Contracts for the work were let in September 1894, but when the work actually started in the parish is not known.
It is known that the Parish Council in May 1895, was complaining to the contractors, Messrs Walter Scott & Co., that their men were creating a nuisance and a danger, by sleeping in barns and outhouses and they were asked to provide proper accommodation. The contractors replied, saying that they were preparing to erect huts for the men. Huts were erected on a field on the Eydon Road, known as Flax Farland. (O.S.300, 1900 ed.) How many huts there were is not known, but in the Parish Magazine of September 1895, it is reported that a Mission Hut was opened on August 10th, in Flax Furlong and one hundred navvies and their wives and children were present. From a newspaper report of 1898, it would appear that about 500 men were based on the village while the work was going on.

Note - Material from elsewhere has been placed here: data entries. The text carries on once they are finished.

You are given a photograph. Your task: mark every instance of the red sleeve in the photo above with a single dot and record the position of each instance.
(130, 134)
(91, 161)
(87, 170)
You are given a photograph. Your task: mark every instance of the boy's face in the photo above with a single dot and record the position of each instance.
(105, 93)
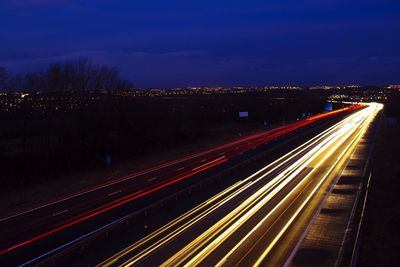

It is most likely that one of the first tasks undertaken would be the cutting to enable a Junction to be made with the East & West Junction Railway at what was to become the West Junction, where the branch line from the main line, joined the East & West Junction Railway. The land and premises of Dairy Farm had been bought by the Railway Company and stables, workshops and stores were set up to receive the bricks, timber, rails and other materials needed for the bridges and stations that were to be built up and down the line. Sand and ballast for the railway was obtained from the ballast pit in O.S. 224, and the 1900 ordnance map shows a siding into the pit.